Paleoseismic sand blows in North Louisiana and South Arkansas

Abstract

Aerial photography from the 1940s through 1950s of the Wisconsinan and Holocene portion of the lower Mississippi alluvial valley from 32°N to 34.6°N identifies three previously unrecognized areas that have circular to elliptical tonal anomalies similar in size, shape, and spacing to the aerial photography signature of sand blows previously documented in this region by trenching. Coring, ground conductivity surveying, trenching, sedimentological/soil analysis, and age analysis by 14C and luminescence techniques demonstrate that these three areas are fields of seismically induced sand blows of late Holocene age. The sand blows have a "popcorn" pattern indicative of hydraulic fracturing of surficial clay and a local seismic source.

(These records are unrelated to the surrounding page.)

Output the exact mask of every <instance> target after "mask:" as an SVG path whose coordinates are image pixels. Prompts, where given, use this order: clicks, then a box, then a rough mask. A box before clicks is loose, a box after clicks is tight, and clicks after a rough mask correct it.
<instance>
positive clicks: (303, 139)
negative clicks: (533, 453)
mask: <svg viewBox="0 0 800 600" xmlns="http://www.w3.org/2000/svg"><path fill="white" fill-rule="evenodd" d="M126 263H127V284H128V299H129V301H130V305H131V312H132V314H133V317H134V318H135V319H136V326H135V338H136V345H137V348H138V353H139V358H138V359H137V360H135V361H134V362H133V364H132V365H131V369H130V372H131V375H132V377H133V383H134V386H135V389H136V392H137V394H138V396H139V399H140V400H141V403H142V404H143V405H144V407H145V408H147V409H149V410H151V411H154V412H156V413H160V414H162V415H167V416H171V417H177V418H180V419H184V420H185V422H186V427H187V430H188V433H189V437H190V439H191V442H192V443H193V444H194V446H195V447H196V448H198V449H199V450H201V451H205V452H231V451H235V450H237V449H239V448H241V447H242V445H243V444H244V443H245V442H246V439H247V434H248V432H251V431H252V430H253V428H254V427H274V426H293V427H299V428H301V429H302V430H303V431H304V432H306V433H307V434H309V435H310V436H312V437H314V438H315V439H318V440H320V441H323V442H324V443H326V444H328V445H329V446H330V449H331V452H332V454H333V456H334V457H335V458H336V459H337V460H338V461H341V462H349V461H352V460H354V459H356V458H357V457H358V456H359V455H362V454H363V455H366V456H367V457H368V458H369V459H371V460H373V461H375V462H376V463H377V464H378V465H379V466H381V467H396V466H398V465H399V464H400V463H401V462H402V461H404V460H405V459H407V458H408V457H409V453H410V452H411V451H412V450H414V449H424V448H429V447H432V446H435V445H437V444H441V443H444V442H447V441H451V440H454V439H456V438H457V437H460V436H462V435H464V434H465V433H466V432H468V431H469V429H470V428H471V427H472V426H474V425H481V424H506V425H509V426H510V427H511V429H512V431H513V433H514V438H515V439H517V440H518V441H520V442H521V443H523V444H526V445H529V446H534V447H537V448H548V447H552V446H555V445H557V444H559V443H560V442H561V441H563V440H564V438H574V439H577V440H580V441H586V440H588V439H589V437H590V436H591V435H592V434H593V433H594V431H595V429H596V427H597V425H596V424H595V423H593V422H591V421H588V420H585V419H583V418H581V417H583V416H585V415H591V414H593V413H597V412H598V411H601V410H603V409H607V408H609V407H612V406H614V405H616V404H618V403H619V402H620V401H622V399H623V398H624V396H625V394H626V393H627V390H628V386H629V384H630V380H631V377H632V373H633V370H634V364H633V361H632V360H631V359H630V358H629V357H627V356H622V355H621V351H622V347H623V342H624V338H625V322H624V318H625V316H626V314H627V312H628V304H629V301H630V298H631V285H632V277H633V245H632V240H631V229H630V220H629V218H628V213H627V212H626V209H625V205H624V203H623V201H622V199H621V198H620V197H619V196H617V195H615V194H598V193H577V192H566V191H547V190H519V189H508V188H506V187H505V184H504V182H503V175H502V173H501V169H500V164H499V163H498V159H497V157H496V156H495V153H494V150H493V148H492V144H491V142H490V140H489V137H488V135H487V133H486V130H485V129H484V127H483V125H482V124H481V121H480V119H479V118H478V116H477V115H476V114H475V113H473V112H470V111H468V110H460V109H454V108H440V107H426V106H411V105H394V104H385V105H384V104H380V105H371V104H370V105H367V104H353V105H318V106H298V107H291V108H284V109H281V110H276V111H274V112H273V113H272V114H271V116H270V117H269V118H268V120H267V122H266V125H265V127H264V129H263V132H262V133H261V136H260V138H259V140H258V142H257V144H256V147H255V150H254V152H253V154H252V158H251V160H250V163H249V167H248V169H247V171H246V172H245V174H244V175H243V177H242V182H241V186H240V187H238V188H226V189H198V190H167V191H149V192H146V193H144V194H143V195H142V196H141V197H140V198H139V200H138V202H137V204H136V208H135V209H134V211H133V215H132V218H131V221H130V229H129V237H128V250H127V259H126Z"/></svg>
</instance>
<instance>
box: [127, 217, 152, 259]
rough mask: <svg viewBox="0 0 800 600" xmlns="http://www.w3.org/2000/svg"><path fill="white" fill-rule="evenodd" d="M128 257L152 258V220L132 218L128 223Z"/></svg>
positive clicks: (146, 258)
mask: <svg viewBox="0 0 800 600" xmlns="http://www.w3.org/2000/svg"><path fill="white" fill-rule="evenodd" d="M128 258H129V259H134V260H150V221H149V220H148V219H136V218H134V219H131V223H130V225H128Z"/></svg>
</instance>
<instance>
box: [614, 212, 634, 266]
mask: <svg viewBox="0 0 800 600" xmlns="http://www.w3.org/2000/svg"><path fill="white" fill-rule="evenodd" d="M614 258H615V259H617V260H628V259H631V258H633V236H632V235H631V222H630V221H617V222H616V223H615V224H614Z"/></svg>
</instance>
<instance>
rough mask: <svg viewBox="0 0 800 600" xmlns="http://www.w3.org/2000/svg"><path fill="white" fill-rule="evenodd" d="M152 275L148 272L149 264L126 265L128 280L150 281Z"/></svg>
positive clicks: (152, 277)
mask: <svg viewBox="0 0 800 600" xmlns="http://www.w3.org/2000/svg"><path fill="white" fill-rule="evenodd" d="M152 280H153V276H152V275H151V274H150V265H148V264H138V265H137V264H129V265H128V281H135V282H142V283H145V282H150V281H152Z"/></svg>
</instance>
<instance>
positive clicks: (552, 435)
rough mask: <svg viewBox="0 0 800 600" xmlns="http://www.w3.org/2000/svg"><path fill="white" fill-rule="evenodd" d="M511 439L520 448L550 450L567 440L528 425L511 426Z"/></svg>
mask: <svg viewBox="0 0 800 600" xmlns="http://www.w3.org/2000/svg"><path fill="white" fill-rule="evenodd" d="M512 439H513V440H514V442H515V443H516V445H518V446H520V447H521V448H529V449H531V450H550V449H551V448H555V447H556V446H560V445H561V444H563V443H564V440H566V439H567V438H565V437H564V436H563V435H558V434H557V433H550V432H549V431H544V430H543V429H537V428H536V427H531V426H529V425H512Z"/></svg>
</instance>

We found evidence for one sand-blow episode in Richland Parish, Louisiana, between 300 and 5,900 yr B.P., for two episodes in Morehouse Parish, Louisiana, that both occurred between 650 and 3900 yr B.P., and for two in Bradley County, Arkansas circa 1400 to 1760 yr B.P. and circa 1050 to 1400 yr B.P. The older buried blow in Morehouse Parish has a large vent several meters wide, which we attribute to lateral spreading rather than hydraulic fracturing, perhaps triggered by a large earthquake. Thus at least three (probably more) paleoearthquakes between 700 and 8,000 years ago caused the sand blows in south Arkansas and north Louisiana, but more data is needed to establish a clear chronology. Based on spatial and temporal relationships, we speculate that the paleoearthquakes that triggered these sand venting episodes accompanied reactivation of the Triassic Saline River fault zone or related faults of the rifted Gulf of Mexico margin.